Ajay Vaishnav and Pankaj Sharma /Zee Research Group
New Delhi: The saffron brigade’s predicament over Narendra Modi’s leadership is now in full public glare, courtesy its own official publications, which just handed a juicy headline to mainstream media, forcing the spotlight back on the Gujarat Chief Minister. But for RSS it is business as usual.
“Articles published in Organiser and Panchajanya are only the view point of the writer, it has nothing to do with the RSS. Moreover, these publications are run by Swayamsevaks in their personal capacity. RSS has nothing to do with it,” Ram Madhav, RSS spokesman explained.
Immediately after the Mumbai meet, BJP mouthpiece magazine Kamal Sandesh criticised Gujarat Chief Minister for damaging the party’s fabric. It was followed by Panchajanya editorial, RSS’ Hindi weekly, which questioned Gujarat Chief Minister’s style of functioning.
As a counter to the above two pieces, RSS’ English magazine, Organiser, batted for Modi as the mascot who has the ability to expand BJP appeal and vote bank across the country. Add to this the ‘battle of opinions’, the mysterious pro-Sanjay Joshi posters that have surfaced from nowhere in Ahmedabad and New Delhi on Tuesday, and got stripped down thereafter, only after being on full display on national news television media all day.
Clearly, there exist divergent views on Modi’s leadership within the BJP and wider Sangh Parivar. While Modi was able to dictate his terms and conditions at the recent BJP national executive meet in Mumbai, his elevation as the saffron party’s face in the 2014 General Elections would not go uncontested. The elevation has perhaps only sharpened the divide on Modi as the future of the party, as also intensified the debate whether he actually deserved a chance.
It is intriguing that why Sangh parivar mouthpieces are taking contrasting stands? Are they part of some pre-scripted strategy? More so, when they are known to take broadly consistent stance on most issues and fall in line on party issues. One thing is clear: these mouthpieces are not insulated from the spill-over effect of the impending political struggle. Or, the question that begs an answer: after all is there a party line on Modi?
A logical question is what kind of impact this ‘battle of opinions’ would have on readers and on Modi’s prospects? Equally interesting is: who are these readers? For starters, too much attention has been focused on what these magazines and newspapers are writing. Perhaps, they are neither on the fringes of the mainstream media nor command a genuine niche audience. But for the oxygen of mainstream media these are primarily in-house decorations.
K G Suresh, a close observer of Sangh Parivar politics out rightly dismisses these mouthpieces as having any validity. He told ZRG, “Both Kamal Sandesh and Organiser don’t have great circulation; in fact they are being circulated among MPs and senior leaders for free of cost.” But they indeed pedal a view!
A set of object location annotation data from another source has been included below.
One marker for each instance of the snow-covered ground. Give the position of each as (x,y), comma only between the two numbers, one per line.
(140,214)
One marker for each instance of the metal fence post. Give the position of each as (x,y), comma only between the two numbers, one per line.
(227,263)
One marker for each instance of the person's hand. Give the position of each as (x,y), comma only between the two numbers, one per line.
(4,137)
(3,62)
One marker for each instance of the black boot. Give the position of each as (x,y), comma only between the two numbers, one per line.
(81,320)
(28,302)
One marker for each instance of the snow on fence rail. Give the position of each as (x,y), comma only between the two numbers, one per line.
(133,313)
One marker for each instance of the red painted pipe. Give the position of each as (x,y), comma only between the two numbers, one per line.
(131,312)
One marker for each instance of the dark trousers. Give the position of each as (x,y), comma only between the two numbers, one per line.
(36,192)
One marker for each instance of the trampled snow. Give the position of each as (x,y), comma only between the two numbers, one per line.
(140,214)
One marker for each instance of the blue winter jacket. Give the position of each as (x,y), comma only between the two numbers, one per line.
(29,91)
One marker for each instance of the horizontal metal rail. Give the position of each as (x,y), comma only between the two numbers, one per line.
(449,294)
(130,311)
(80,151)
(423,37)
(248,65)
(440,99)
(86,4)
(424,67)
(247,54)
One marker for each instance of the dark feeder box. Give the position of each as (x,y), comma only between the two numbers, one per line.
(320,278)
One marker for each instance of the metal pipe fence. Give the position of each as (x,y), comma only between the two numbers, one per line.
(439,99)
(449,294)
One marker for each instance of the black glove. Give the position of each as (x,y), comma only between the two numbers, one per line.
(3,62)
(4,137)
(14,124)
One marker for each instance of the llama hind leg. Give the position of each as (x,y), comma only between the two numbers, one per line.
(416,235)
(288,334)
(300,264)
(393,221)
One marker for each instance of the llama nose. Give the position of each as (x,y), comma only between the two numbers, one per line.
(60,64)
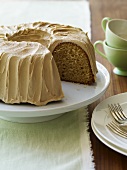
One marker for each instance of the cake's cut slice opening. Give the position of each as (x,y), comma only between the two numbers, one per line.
(73,63)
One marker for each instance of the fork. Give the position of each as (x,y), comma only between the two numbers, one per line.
(114,127)
(118,114)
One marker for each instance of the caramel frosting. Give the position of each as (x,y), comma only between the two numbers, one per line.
(28,73)
(50,35)
(25,54)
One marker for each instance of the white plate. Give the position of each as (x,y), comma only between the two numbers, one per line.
(101,117)
(76,96)
(107,143)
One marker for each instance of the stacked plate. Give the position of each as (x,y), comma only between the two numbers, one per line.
(101,117)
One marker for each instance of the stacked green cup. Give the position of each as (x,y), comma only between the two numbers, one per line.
(115,44)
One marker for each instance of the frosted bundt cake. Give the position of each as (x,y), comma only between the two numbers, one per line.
(70,47)
(28,74)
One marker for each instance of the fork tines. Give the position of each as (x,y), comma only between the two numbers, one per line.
(117,112)
(114,127)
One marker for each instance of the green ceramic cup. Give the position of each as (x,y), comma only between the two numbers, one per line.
(115,32)
(117,57)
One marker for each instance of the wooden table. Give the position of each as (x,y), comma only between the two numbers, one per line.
(106,158)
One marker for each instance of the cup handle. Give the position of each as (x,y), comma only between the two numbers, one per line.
(104,22)
(97,50)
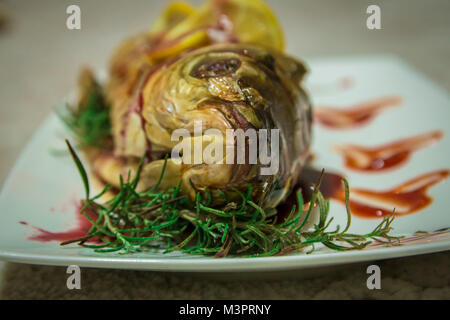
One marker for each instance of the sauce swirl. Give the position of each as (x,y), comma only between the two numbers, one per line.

R Balashankar, the editor of Organiser reiterated Madhav’s point. “It (article praising Modi) was just an independent article and has nothing to do with RSS”.
This, however, does not take away the debate the article re-ignited on Modi’s prospects: his stock is undoubtedly rising and he has shown an uncanny ability to enthuse saffron rank and file at the grassroots. Right-wing commentator Swapan Dasgupta recently commented in his article in a national daily: “From the enthusiastic response of the party’s political workers at the public meeting in Mumbai, it was clear that only Modi has the ability to both inspire and enthuse the faithful.”
Suresh too reckons that in a crucial make or break 2014 General Elections “there is no alternative” to Modi within the BJP. On impact of Modi Joshi spat on leadership, he stressed that any popular leader will have the final say in party affairs. “Didn’t Atal Bihari Vajapayee have the final say in Govindacharya’s mukhauta episode?”
Modi’s international acceptability is also growing steadily. He was featured on the cover page of the Time magazine (Asia edition) in March 2012 issue. Its caption said, “Modi means business but can he lead India”.
On Tuesday (June 5), CLSA, a top global independent brokerage firm, too joined the list of his endorsers. The firm’s strategist Christopher Wood has reportedly hailed Modi government as a pro-growth government and hailed the state’s development record.